The flavour text for the feats doesn't actually give the details of what rules they have. That's the issue- the rules are vague, rely on other bits of context which may or may not be considered part of the rules depending on the reader, and are followed up by a series of twitter rulings which tend to muddy things more often than they clear them up. In 5e, RAW, you can bonk people with a crossbow and use the third point on the sharpshooter feat- same as how in 3.5e, RAW, a chicken infested commoner could pull infinite chickens out of their spell component pouch, or an iron heart surge could take out an anti magic field, or drowning could heal someone from -1000HP back to 0. The point isn't "Hey, look at these things you should totally do in the game", the point is "here's what the rules literally say". And, by a literal reading of the rules, the sentence "Before you make an attack with a ranged weapon that you are proficient with, you can choose to take a -5 penalty to the attack roll. If the attack hits, you add +10 to the attack's damage." must stand on it's own.

[–] snooggums@kbin.social 1 points 1 year ago (1 children)

'Flavor text' is context because it shows that the text is describing. If a reading of the rules contradicts the flavor text because it is considered unclear, then the reading of the rules that contradicts the flavor text is wrong.

[–] IggythePyro@ttrpg.network 2 points 1 year ago

I'd be inclined to agree with you if there wasn't such a specific divide between the flavour text and the content. For instance, the sharpshooter feat doesn't specifically let you make shots that others think are impossible- saying "I use my sharpshooter feat to shoot the BBEG in his castle three hundred miles away" would certainly be a shot that others think are impossible, but I doubt any table would let that fly. Saying "I have the crusher feat, so I'm going to break the enemy's bones to debuff them" would fit directly into the flavour of "You are practiced in the art of crushing your enemies", but it's also not what the feat does.
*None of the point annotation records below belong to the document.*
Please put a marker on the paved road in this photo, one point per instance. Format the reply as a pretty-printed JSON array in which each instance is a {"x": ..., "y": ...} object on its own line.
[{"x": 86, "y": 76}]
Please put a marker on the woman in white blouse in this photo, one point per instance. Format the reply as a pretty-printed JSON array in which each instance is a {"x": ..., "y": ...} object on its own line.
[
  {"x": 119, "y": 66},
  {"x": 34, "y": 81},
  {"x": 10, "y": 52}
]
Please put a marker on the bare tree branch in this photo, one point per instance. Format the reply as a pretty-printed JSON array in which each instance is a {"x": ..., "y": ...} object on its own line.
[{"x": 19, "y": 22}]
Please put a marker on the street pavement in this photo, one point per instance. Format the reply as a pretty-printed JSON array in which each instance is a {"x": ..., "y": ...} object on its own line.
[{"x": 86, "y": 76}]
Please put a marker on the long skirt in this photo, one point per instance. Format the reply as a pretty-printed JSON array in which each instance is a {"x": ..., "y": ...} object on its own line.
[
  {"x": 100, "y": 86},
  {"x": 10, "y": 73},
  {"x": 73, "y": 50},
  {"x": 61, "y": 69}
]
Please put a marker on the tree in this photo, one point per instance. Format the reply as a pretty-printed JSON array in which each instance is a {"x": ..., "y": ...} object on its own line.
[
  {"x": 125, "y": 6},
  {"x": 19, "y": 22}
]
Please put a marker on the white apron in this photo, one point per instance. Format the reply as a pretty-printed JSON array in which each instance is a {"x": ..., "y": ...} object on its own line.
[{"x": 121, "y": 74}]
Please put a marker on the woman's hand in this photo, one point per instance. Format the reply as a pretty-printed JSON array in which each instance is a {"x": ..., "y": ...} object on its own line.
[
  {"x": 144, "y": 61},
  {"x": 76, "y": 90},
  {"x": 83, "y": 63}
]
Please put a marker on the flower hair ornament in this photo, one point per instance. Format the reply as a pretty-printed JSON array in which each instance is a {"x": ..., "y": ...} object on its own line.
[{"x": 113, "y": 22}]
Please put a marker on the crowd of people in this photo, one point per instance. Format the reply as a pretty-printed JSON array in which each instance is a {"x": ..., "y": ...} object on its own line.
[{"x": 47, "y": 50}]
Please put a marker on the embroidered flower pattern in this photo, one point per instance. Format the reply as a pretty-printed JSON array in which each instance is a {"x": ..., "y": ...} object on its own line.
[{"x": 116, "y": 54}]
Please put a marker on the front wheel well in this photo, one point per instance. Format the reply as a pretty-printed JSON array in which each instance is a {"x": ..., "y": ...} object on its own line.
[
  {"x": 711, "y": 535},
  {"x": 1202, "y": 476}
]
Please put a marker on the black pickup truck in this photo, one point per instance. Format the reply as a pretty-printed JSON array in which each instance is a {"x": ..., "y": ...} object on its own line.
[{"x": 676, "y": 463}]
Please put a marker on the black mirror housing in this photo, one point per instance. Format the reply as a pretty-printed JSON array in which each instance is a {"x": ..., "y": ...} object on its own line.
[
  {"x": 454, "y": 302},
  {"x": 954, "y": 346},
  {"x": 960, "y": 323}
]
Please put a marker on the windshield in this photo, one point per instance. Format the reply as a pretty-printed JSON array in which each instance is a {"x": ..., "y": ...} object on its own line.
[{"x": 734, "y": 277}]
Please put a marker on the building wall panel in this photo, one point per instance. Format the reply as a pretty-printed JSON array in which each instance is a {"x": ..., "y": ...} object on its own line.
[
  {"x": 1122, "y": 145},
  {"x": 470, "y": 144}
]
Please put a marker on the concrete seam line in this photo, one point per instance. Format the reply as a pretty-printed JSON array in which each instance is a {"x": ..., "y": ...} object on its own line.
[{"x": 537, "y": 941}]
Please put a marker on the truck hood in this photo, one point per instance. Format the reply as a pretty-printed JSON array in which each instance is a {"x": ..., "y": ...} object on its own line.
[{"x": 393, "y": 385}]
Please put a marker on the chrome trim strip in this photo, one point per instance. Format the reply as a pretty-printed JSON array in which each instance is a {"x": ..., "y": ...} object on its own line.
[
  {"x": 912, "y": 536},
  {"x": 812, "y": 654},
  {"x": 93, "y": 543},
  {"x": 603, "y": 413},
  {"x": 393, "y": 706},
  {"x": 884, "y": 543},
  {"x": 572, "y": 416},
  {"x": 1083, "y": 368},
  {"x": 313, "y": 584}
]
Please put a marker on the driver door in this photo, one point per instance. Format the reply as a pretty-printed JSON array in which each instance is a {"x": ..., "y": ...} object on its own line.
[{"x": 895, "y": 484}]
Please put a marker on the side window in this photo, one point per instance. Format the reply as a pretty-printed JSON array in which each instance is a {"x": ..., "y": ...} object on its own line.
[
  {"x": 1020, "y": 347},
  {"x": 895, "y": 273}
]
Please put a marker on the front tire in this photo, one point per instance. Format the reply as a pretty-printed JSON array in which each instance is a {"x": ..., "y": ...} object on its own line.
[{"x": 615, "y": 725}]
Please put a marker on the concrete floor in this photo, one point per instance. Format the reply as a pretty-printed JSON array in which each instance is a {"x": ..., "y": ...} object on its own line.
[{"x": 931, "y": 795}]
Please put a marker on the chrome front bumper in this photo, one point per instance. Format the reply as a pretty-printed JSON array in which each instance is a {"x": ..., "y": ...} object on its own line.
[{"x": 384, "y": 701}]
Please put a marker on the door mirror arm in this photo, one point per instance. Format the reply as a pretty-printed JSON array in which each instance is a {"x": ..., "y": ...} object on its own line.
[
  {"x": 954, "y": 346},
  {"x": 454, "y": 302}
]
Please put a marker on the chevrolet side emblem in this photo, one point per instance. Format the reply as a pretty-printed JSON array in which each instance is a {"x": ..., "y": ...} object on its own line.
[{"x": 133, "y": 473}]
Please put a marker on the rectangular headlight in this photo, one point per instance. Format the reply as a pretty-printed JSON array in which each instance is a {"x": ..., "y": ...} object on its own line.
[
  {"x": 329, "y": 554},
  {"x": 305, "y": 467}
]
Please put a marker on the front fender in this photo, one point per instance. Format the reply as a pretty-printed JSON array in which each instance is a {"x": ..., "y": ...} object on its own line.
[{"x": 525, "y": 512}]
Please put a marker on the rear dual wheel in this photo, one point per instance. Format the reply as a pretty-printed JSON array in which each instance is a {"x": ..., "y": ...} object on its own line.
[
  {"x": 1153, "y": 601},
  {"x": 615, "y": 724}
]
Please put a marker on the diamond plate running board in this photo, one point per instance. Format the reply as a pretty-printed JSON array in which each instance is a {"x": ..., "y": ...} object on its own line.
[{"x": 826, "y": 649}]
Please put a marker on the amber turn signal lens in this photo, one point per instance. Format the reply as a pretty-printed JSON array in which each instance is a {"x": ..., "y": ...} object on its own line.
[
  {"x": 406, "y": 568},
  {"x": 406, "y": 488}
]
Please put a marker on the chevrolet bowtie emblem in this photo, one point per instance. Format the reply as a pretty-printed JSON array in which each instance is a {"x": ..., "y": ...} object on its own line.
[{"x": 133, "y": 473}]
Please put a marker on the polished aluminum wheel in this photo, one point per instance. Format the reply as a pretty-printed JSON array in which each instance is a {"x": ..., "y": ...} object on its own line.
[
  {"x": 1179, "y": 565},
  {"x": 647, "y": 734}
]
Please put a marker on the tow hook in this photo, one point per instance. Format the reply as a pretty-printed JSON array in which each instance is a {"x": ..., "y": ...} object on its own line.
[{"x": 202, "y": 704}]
For the halflings, you can take the bountiful luck feat, and then use it, despite the flavour text clearly stating "You're not sure how you do it; you just wish it, and it happens"- thus precluding anyone who knows about the feat or what it does from taking it. Lucky: "You have inexplicable luck that seems to kick in at just the right moment.", but it's actually very explicable, follows predictable rules and doesn't kick in at just the right moment unless the player knows just the right moment to use it.

[–] Glytch@ttrpg.network 1 points 1 year ago

No they don't, they just add a greater number of misinterpretable rules.